The challenge is the brainchild of Tim Spector, professor of genetic epidemiology at King’s College London, “Covid data oracle” and a leading authority on the links between diet and disease. It’s a useful biomarker, like blood sugar levels, blood pressure, heart rate or a blood test. An unhealthy gut has been shown to be a factor in conditions ranging from Parkinson’s to autism, obesity to depression.
Spector, 60, is an official “superpooper”, with an average transit time of 18 hours. He credits his gut health to plant foods, bacteria-laden kombucha and “bacteria-laden smelly French cheeses”, as well as intermittent fasting.

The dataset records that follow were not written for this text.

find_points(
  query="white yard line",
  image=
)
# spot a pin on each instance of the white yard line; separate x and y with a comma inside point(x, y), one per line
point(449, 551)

On a bad day, after little sleep, my transit time is 44 hours, way above the average of 28: “poopmageddon”. On a good day, I’m at 22 hours, a mere “party pooper”. Anyone can take the test, and Spector says acquiring more data will aid the development of cures and preventative treatments. That’s why his colleagues call him “Dr Poo”.
Get naked for a great night’s sleep
Sleeping naked can improve your sleep, says Melanie Macleod in Get the Gloss. According to sleep expert Rob Hobson, it lowers your body temperature, triggering the release of the sleep hormone melatonin. It also boosts intimacy: skin-to-skin contact stimulates the release of oxytocin, a hormone that creates “a safe feeling” and reduces stress and anxiety. It’s also liberating: “I felt sexy and mature, like the glam ladies in Sex and the City,” says Macleod.

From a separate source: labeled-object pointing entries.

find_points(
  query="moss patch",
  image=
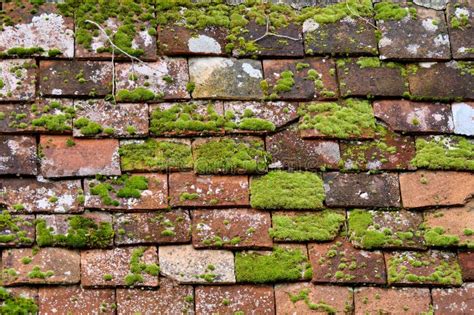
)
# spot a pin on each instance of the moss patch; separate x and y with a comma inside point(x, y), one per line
point(229, 156)
point(442, 152)
point(82, 233)
point(285, 190)
point(155, 155)
point(320, 226)
point(281, 265)
point(351, 119)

There’s another trick to dozing off, says The Independent. A technique used by the US military can help you fall asleep in two minutes and works for 96% of people after six weeks. Start by relaxing the muscles in your face, including the tongue and jaw, then relax your shoulders, arms, chest and legs. Next, spend 10 seconds clearing your mind and imagine one of the following three things: lying on a canoe on a calm lake, with blue sky above; lying in a black velvet hammock in a dark room; or saying “Don’t think” to yourself repeatedly for 10 seconds.
Farewell to wellness – and good riddance
“Wellness culture is over,” says Phoebe Luckhurst in Vogue. It’s been torn apart by Nine Perfect Strangers, a satirical TV series about a Californian wellness retreat – and about time too. What started “fairly harmlessly with spa days and quinoa” has become an “industrial-level parasite” feeding on women’s insecurities. We’re always being told something is “wrong” with us, that “toxins” need to be flushed out. Yet scientifically dubious wellness cures are “expensive and elitist” – your local gym obviously won’t do. Wellness is shorthand for privilege and self-care for self-obsessed.